The BJP knows that even if the figures thrown up by the NDTV poll hold, it will need to find another 130 or so MPs to get anywhere near a majority in the Lok Sabha. But if the prospect of Modi as prime minister so terrifies Nitish, then think of the impact it will have on prospective alliance partners. Would Naveen Patnaik support a government headed by Modi? Would Mamata Banerjee, who was once a member of the NDA, even consider returning to the fold? Could Mayawati ever win any Muslim votes if she offered any kind of support — even from outside — to a government headed by Modi? After the Naroda Patiya judgment, can any party that claims to be secular really support a Modi candidacy?

Till the late 1990s, the conventional wisdom held that the BJP could never come to power at the Centre because 1. It did not have the all-India presence required to win a majority on its own and 2. It was a political untouchable that nobody would align with.

When the BJP finally became acceptable in 1998, it was largely because of the personality of AB Vajpayee, who not only refused to implement a Hindutva agenda but also made no secret of his contempt for Hindu fundamentalism.

MODI IS the antithesis of Vajpayee. Hindutva is his core agenda. If he abandons aggressive Hindu nationalism then he loses his followers. And so, by declaring Modi its prime ministerial candidate, the BJP could well turn itself into a political untouchable again.

Within the BJP, there are two schools of thought on how to approach the issue of Modi and the prime ministership. One view is that all allies fall in line once a party has the numbers. According to this view, the BJP needs 160 or so seats to be able to dictate terms. If it gets these numbers then the allies will have no choice but to accept the BJP’s terms — even if these terms include Modi.

By declaring Modi its PM candidate, the BJP could well turn itself into a political untouchable again

Proponents of this view argue that the only way the BJP can ever get these many seats is by aggressively projecting Modi as its leader. Modi’s charisma will win the party the seats it needs to call the shots by effectively consolidating the hardcore Hindutva vote.

There are two flaws with this theory. The first is that even with 160 seats, the BJP may still be unable to find allies if the likes of Nitish persist with their opposition. In 1996, the BJP won 161 seats but it still failed to find enough allies to reach a parliamentary majority. And that was with the consensual, more acceptable Vajpayee as leader! So, how would a Modi-led BJP fare much better? (When the party finally took office in 1998, it won 182 seats, a figure that seems hard to reach in today’s climate.)
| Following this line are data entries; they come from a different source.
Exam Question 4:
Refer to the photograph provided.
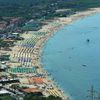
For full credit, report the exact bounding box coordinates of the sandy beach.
[11,8,100,100]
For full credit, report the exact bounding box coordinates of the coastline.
[9,8,100,100]
[32,8,100,100]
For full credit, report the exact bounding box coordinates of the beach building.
[21,88,43,96]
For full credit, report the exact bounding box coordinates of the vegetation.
[24,93,62,100]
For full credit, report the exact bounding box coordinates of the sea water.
[41,13,100,100]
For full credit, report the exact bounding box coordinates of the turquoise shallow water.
[41,14,100,100]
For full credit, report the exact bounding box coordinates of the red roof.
[22,88,41,93]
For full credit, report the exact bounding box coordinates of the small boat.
[86,39,90,43]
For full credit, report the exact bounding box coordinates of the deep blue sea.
[41,13,100,100]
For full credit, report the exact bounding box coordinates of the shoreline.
[9,8,100,100]
[32,8,100,100]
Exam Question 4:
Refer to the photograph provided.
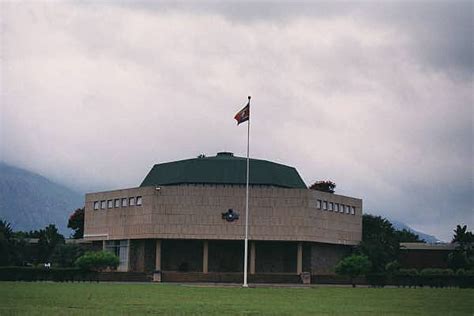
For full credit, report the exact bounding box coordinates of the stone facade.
[84,185,362,275]
[84,185,362,245]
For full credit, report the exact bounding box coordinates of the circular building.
[84,152,362,282]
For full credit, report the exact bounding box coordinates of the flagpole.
[242,96,251,287]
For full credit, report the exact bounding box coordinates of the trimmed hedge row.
[366,269,474,288]
[0,267,99,282]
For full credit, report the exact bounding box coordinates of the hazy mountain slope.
[0,162,84,237]
[390,219,440,243]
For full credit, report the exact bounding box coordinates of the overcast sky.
[0,1,474,240]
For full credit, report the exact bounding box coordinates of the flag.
[234,100,250,125]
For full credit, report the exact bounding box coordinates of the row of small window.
[316,200,355,215]
[94,196,142,210]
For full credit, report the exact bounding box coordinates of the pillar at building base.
[153,239,161,282]
[202,240,209,273]
[250,241,255,274]
[296,242,303,275]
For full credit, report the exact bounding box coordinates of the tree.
[38,224,64,262]
[75,251,120,271]
[309,181,336,193]
[336,255,371,287]
[67,207,84,239]
[358,214,400,272]
[0,220,14,266]
[51,244,84,268]
[448,225,474,269]
[452,225,474,244]
[395,229,425,243]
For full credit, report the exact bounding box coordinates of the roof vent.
[217,151,234,157]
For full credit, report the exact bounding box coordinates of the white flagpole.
[242,96,250,287]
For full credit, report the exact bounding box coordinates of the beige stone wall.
[85,185,362,245]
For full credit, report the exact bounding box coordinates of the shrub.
[336,255,372,287]
[397,269,419,276]
[420,268,454,276]
[75,251,119,271]
[385,260,400,274]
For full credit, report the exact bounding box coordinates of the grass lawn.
[0,282,474,315]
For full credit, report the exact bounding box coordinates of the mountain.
[390,219,441,244]
[0,162,84,237]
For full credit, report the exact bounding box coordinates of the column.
[296,242,303,275]
[202,240,209,273]
[250,241,255,274]
[153,239,161,282]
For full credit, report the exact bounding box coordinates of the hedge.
[0,267,98,282]
[366,268,474,288]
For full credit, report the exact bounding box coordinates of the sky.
[0,1,474,241]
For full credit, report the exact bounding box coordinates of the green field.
[0,282,474,315]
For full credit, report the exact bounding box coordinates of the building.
[84,152,362,277]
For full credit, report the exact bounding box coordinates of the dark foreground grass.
[0,282,474,315]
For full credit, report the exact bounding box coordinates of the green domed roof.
[140,152,306,189]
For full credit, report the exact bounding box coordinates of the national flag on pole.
[234,99,250,125]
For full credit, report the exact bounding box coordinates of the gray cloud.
[0,2,474,239]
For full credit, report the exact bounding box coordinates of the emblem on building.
[222,208,239,222]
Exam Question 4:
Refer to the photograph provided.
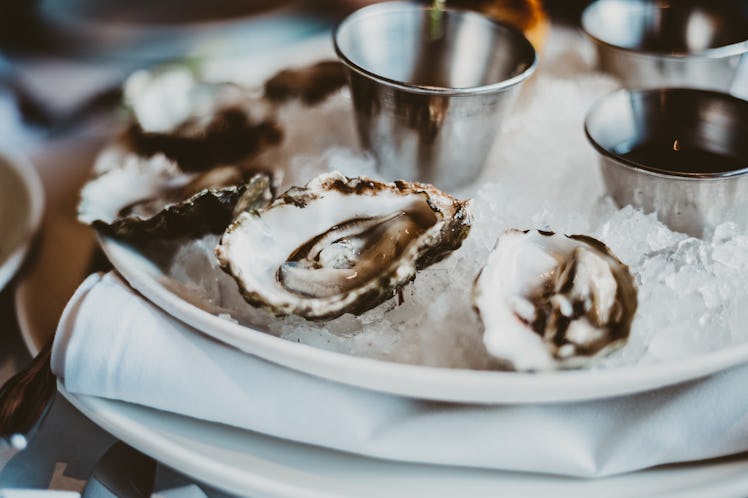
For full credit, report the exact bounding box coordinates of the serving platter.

The second flaw is that this theory may well overestimate Modi’s national popularity. We know that he is popular in Gujarat and we know that he is the choice of committed BJP supporters. But is he a votewinner at the national level? Will the uncommitted middle-of- the-road voters who the BJP must necessarily win over want Modi as prime minister? Or will they feel — with echoes of the Gujarat massacres still reverberating through the courts — that he is too divisive a figure to lead India? Nobody knows. So far, Modi has never been tested at a national level.

A second school of thought within the BJP now quietly concedes that Modi is not the consensus figure needed to construct a coalition. So, while there may be votes to be won in some areas on the basis of Modi’s charisma, the party must recognise that once the results are in, no coalition can be built around Modi.

Far better, therefore, to drop the idea of a Modi candidacy and to allow the Gujarat chief minister a say in choosing the new prime minister (assuming the NDA gets that far) and key Cabinet ministers. Modi may well be content to support a consensual leader like Arun Jaitley and to accept influence from behind the scenes as a substitute for formal power.

The next General Election is still over a year away. And in politics, that is the equivalent of many lifetimes. So yes, things could change by 2014. But as of now, it is hard to see how Narendra Modi could get to be prime minister. And as the events of the past few weeks demonstrate, he is now even further away from the goal he so cherishes. The ghosts of those who perished in Gujarat in 2002 have come back to haunt him.